「別跟我嬉皮笑臉的,我給你說,六月份就要中考了,如果考不上一中我才慢慢收拾你。」陳沛一臉嚴肅的說道。
「知道,要考上一中。」陳澤笑著回答到。然後就會臥室拿書跑去了。
推開門,然後趕緊看掛在牆上的日曆,「1月28號,星期一,農曆十二月十六。好像是今天吧?」陳澤看著日曆自言自語的說道。
「爸媽,我走了」拿著書包,陳澤就出了門,看著這老樓梯,四周貼滿了的開鎖電話,不禁有些啞然。陳澤家住二樓,小鎮上不存在著什麼小區,都是街邊房子。下了樓梯,這時的公路還不是日後的水泥公路,是用細細的石子鋪的,但也還是比較還用,下雨天也不會積水什麼的。現在才剛7點過一點,小鎮還比較安靜,沒有什麼車馬的喧譁聲,趕集的人一般也會在接近八點才會到鎮上。偶爾從公路兩旁的樹上傳來小鳥清脆的叫聲,讓當了三年兵的陳澤不由得心曠神怡。走了幾步路,就朝著路邊的一棟房子大喊:「韓文強,韓文強,快點,要遲到了。」
「來啦,來啦,別在那鬼哭狼嚎的。」樓道里傳來吐詞不清的聲音,想來嘴裡還含著飯吧,接著樓道就是一陣叮咚響。

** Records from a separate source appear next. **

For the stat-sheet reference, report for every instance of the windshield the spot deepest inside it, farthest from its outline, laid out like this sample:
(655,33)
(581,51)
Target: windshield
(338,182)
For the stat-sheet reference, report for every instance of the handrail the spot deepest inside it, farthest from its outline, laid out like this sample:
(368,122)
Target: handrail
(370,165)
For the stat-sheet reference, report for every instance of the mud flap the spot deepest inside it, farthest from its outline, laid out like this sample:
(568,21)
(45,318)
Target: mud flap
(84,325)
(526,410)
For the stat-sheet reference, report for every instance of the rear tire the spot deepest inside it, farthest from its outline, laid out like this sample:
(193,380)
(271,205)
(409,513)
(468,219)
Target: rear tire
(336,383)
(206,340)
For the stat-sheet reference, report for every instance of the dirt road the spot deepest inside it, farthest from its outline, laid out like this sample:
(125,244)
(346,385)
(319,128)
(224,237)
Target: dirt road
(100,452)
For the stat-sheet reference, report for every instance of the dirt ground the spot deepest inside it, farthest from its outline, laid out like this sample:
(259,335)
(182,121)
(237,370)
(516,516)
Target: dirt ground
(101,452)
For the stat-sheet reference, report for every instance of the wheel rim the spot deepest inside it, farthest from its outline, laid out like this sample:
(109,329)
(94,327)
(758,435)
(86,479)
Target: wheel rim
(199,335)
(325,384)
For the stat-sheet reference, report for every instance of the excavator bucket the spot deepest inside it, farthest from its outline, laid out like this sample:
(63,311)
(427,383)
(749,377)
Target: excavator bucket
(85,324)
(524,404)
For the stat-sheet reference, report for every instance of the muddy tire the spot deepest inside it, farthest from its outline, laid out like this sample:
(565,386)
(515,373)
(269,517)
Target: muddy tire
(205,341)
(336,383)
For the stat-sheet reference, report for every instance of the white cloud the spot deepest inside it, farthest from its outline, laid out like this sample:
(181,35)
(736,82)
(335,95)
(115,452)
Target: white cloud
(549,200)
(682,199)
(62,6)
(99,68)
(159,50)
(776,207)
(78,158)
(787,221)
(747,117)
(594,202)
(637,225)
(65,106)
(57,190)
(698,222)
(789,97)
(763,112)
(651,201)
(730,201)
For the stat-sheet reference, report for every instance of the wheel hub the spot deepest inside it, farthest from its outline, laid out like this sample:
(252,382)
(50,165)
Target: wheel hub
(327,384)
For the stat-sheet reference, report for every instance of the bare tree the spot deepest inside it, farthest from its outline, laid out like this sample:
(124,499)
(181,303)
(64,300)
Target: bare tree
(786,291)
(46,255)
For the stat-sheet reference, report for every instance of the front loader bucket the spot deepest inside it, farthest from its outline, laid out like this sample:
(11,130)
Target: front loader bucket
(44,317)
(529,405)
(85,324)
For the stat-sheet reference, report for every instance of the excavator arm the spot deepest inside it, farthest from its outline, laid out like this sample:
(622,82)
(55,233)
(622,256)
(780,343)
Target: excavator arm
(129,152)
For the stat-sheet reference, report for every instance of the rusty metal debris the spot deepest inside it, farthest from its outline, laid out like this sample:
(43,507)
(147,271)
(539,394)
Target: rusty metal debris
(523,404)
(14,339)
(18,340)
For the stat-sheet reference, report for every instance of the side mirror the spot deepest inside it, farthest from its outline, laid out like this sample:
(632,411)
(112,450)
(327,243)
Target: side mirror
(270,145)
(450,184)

看著韓文強那還沒有日後肥胖的身軀,不由調笑道:「誰叫你每天不快點,難怪長那麼胖。」
「不是我說你,你們每天趕7點40,那麼慌幹嘛,我趕7點半的都沒慌。」韓文強回答道。
韓文強和辜浩都在3班,班主任是教語文的楊建良,同時兼任著學校教導主任。長得斯斯文文、瘦的跟杆竹竿似的,卻是一個極其變態的存在,是整個北水鎮中的噩夢,不僅愛罵學生,而且管的又寬。每次升旗儀式上,其他該發言的都講完了,他就跑上去,講這個、講那個,一講就是半個鐘頭,直叫你昏昏欲睡,所以很多老師也很反感他。
最重要的是他還經常打學生,在這小鎮上可不比城市裡面,老師體罰學生的情況是很常見到的。每次要背誦的課文在他規定的時間內沒背誦,那就是直接打手。其中深受毒害最深的就是韓文強,曾經有一次他的手被打腫得碗都不敢拿,一拿就疼。
沒走幾步就是一個轉彎路口,轉過彎就看見辜浩在下面的三叉路口早早等著了。基本上每天他們三個都是一起上學、放學,從小學一直到初三,所以他們三個的關係才會那麼鐵。
「我給你們說,昨晚我夢遺了,今天早上起來褲襠裡難受死了。」韓文強故意馬著個臉說道,可怎麼看都帶著一股得意勁兒。
「不簡單嘛,胖子你那小**也終於發育了?」辜浩和陳澤上學期就已經夢遺了,韓文強年齡最大,身子也最大堆,但在那方面卻發育得比較慢,為此小便時沒少受辜浩和陳澤奚落。所以這次後似乎腰桿都挺直了。
北水鎮中位於北水鎮最東邊,由於這個鎮不大的緣故,所以以陳澤他們三個閒逛一樣的速度十分鐘也就能到得了學校。一路吵吵鬧鬧,青春期少年的話題當然少不了女生。
「聽說石雪麗被殷偉那小子拿下了,『操』,我早說石雪麗早晚回落到殷偉那禽獸,可惜了一朵好花啊。」韓文強滿臉遺憾的搖著頭說道。
「你聽誰說的,謠傳吧,怎麼可能,你又不看殷偉那個樣子,石雪麗看上胖子你也不可能看上他啊。」辜浩笑著說道。
「辜浩你怎麼說話呢,怎麼叫看上我也不會看上他,我這時聽他們八班的女生說的。」韓文強立刻反駁道,這可是他的強項,和整個初三百分之六十的女生都很熟。
陳澤倒是沒有去反駁,因為他知道,現在殷偉確實沒有追上石雪麗,不過高中時卻追上了。初中時好好的一個清純美少女,到高中後變得不堪入目,最後似乎高中沒畢業就去了沿海城市打工。
就在這一路的吵吵鬧鬧中,陳澤三人來到了學校。